The basic fact of the application of both regimes.

The pandemic leads us to a situation typical of science fiction literature1. No one had foreseen that this year we would find ourselves in a panorama of restricted freedoms and alteration of our family and economic relationships such as that imposed by this scourge. Obviously, the pandemic and the State's policies to combat it have a direct impact on the Law, especially on the treatment that is opened against previously concluded contracts2.

Faced with the natural phenomenon that harasses us, the professionals of the Law (Jurists, Judges, lawyers), we immediately tend to frame the situation within the institute of Act of God3.

Now, in classical Roman law, it was considered that the unpredictable or inevitable fact to exempt the debtor from his responsibility should cause the absolute impossibility of compliance.
It happens that there are assumptions where the unpredictable or inevitable fact does not prevent compliance, but rather makes it excessively onerous. This concept implies an imbalance in the benefits of the parties because, in bilateral contracts, they have given their consent contemplating the balance of value (which is a subjective concept of each) between what they give and what they receive.

For these assumptions, the medieval Canon Law (many of whose institutions were incorporated into Civil Law) elaborated the so-called "Theory of Unpredictability" whose basis is to interpret the will of the parties. It was said that although contracts are concluded to fulfill them ("pacta sum servanda" principle), this is so as long as the conditions in which the contract was concluded do not vary in such a magnitude that it could not have been foreseen ("rebus sic principle"). standibus ”)4. If this occurs the affected party who can comply, but doing so involves an extraordinary loss that could not be foreseen, you can request the termination of the contract. This theory was applied by European jurisprudence and then elaborated by German doctrine giving rise to what was called the "presupposition or basis of the legal business". It affirms that those who conclude a contract think and act based on a given situation, which is why, if during the life of the contract there is an alteration of the facts outside the parties and that they could not foresee, it could happen that the contract, to be executed in the same conditions, completely lose its original meaning and have totally different consequences from those that the parties had planned or should reasonably have planned5.

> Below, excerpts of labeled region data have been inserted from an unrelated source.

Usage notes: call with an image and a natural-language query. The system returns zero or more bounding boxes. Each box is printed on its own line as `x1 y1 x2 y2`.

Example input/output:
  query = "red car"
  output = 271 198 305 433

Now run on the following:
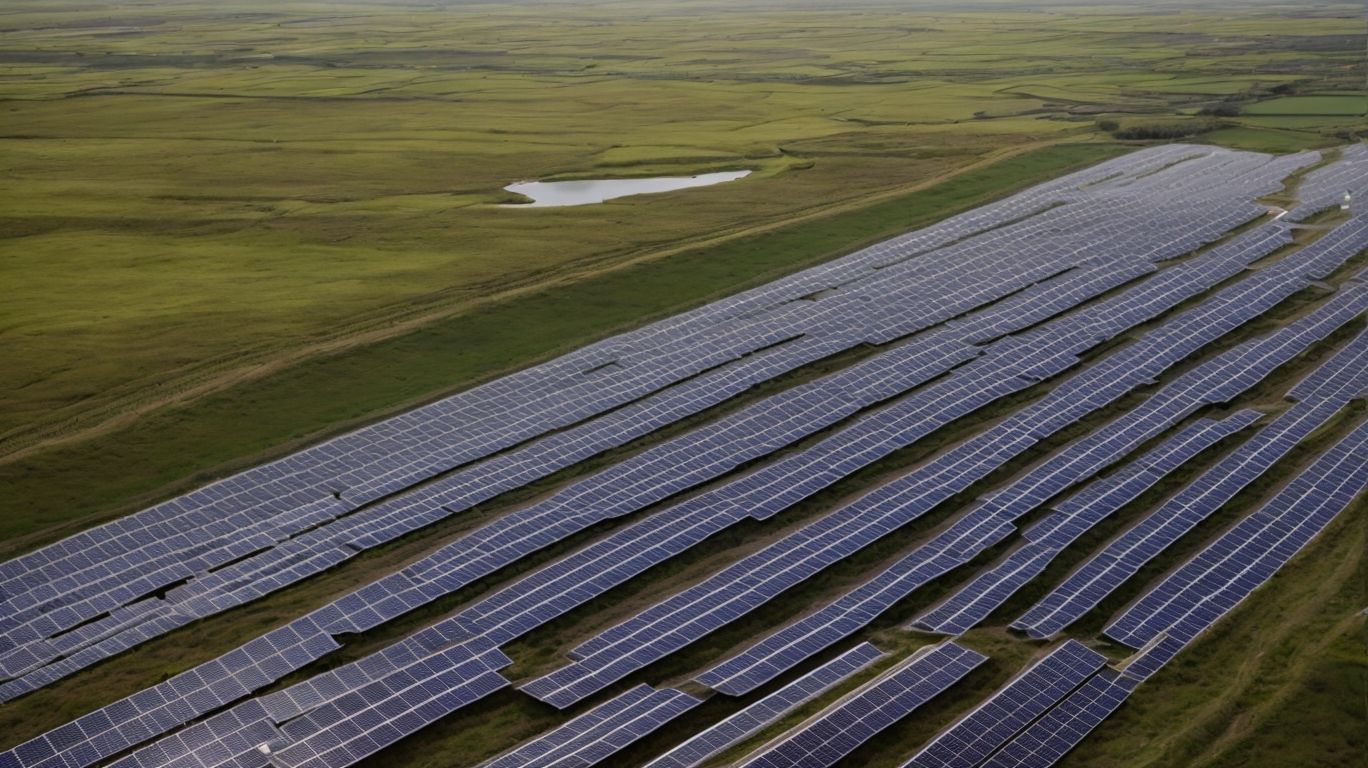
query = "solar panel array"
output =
1287 144 1368 222
0 149 1315 698
1105 413 1368 676
689 225 1368 695
1012 316 1368 637
903 639 1107 768
984 669 1135 768
737 642 988 768
646 642 885 768
480 684 700 768
0 145 1368 768
517 216 1349 706
912 411 1263 635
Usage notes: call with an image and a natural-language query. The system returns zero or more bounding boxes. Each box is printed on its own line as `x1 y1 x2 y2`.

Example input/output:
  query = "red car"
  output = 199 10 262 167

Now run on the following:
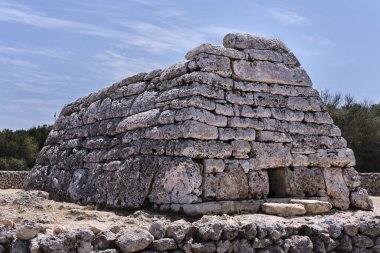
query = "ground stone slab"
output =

In summary, if an unforeseeable or unavoidable event occurs, it must be analyzed, in each case, which of the two institutes commented affect the life of the contract: a) if the unforeseeable event absolutely prevents the fulfillment of the obligation, we will be before a Case Fortuitous as an exemption from the debtor's imputability and the debtor can be released requesting the termination of the contract; b) if it does not prevent compliance with the obligation but makes it excessively onerous, the Theory of Unpredictability is applied and the debtor can request the resolution but opens the possibility of readjusting the benefits. It should be borne in mind that this last possibility has been regulated in various ways in the previous Civil Code and in the Civil and Commercial Code that now governs us.

During the validity of the Civil Code, Velez had not foreseen the Theory of Imprevision, but the jurisprudence applied it. In the 1968 reform, it was introduced in article 1198, allowing the affected debtor to invoke it to resolve the contract, and the other party could offer the readjustment6.

CCC establishes the option of the injured debtor between terminating the contract or requesting the readjustment, not to mention the possibility of the defendant to offer the readjustment before a request for resolution (art. 1091 CCC)


There is no doubt that the pandemic caused by the Covid19 virus has the characteristics of an unpredictable and inevitable event, but this in itself does not imply that all the obligations contracted prior to its appearance are affected in the same way.

The fact of the pandemic, which endangers the lives of many through the ease of its contagion, can undoubtedly be a reason to abstain from carrying out certain activities and, from this aspect, whoever committed to carrying out an activity that seriously compromises your health may invoke it to release or suspend compliance. To this is added the "fact of the prince" consisting of government measures that prohibit displacement and order the so-called "social, preventive and compulsory isolation" (decree 297/2020, art. 2, hereinafter ASPO) that restricted the possibility of moving and imposed on all the inhabitants of the Nation the obligation to remain isolated in their places of residence or where they were when the measure was decreed. This provision implies adding the legal prohibition to the pandemic as a triggering event for the fortuitous event7.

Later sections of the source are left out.